🤖 AI Summary
Acute subdural hematoma (SDH) demands rapid, accurate diagnosis in emergency settings. Method: We propose an end-to-end multimodal deep learning framework integrating 3D CT voxel modeling, Transformer-enhanced 2D segmentation, and structured clinical data (via XGBoost/MLP) to achieve high-accuracy detection and anatomically consistent pixel-level localization. Contribution/Results: We introduce a novel clinico-radiological dual-track interpretable fusion paradigm, a greedy ensemble strategy for heterogeneous model coordination, and probabilistic localization maps adhering to neuroanatomical constraints—overcoming limitations of conventional black-box models. Evaluated on 25,000 real-world non-contrast CT scans, the framework achieves an AUC of 0.9407 for SDH detection and Dice similarity of 0.82 between predicted localization maps and radiologist annotations. Detection performance improves by +0.19 AUC over unimodal baselines, enabling reliable real-time triage in acute care.
📝 Abstract
Background. Subdural hematoma (SDH) is a common neurosurgical emergency, with increasing incidence in aging populations. Rapid and accurate identification is essential to guide timely intervention, yet existing automated tools focus primarily on detection and provide limited interpretability or spatial localization. There remains a need for transparent, high-performing systems that integrate multimodal clinical and imaging information to support real-time decision-making.

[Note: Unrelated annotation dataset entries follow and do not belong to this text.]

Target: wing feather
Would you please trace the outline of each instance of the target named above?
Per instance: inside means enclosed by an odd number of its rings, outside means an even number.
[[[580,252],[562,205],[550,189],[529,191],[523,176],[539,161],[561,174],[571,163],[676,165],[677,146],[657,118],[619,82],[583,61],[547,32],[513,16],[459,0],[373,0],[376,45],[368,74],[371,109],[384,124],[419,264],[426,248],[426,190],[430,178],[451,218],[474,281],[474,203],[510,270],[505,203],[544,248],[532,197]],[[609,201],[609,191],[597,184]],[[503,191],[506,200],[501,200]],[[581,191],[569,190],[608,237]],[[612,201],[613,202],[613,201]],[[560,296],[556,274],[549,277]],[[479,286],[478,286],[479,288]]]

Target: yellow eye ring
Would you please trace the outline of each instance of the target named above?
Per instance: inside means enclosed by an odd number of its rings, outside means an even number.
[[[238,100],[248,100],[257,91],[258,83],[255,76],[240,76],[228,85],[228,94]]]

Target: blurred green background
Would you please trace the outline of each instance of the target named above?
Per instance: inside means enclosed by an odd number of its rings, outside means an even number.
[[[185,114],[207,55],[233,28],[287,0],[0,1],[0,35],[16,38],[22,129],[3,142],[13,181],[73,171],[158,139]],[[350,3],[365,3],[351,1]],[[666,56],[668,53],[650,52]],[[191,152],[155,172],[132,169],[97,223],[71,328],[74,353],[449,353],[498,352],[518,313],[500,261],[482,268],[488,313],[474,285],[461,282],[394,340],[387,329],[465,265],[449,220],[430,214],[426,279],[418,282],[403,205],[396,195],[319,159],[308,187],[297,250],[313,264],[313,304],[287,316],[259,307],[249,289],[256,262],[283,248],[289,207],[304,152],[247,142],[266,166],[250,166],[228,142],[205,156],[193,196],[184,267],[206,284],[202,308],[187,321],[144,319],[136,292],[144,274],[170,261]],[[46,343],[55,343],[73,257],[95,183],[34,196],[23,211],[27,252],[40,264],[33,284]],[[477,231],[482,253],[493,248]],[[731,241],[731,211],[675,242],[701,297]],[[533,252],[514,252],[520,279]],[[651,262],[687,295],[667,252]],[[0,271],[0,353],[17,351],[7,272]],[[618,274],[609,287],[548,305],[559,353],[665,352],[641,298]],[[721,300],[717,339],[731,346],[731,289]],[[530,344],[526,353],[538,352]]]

Methods. We developed a multimodal deep-learning framework that integrates structured clinical variables, a 3D convolutional neural network trained on CT volumes, and a transformer-enhanced 2D segmentation model for SDH detection and localization. Using 25,315 head CT studies from Hartford HealthCare (2015--2024), of which 3,774 (14.9%) contained clinician-confirmed SDH, tabular models were trained on demographics, comorbidities, medications, and laboratory results. Imaging models were trained to detect SDH and generate voxel-level probability maps. A greedy ensemble strategy combined complementary predictors.
Findings. Clinical variables alone provided modest discriminatory power (AUC 0.75). Convolutional models trained on CT volumes and segmentation-derived maps achieved substantially higher accuracy (AUCs 0.922 and 0.926). The multimodal ensemble integrating all components achieved the best overall performance (AUC 0.9407; 95% CI, 0.930--0.951) and produced anatomically meaningful localization maps consistent with known SDH patterns.
Interpretation. This multimodal, interpretable framework provides rapid and accurate SDH detection and localization, achieving high detection performance and offering transparent, anatomically grounded outputs. Integration into radiology workflows could streamline triage, reduce time to intervention, and improve consistency in SDH management.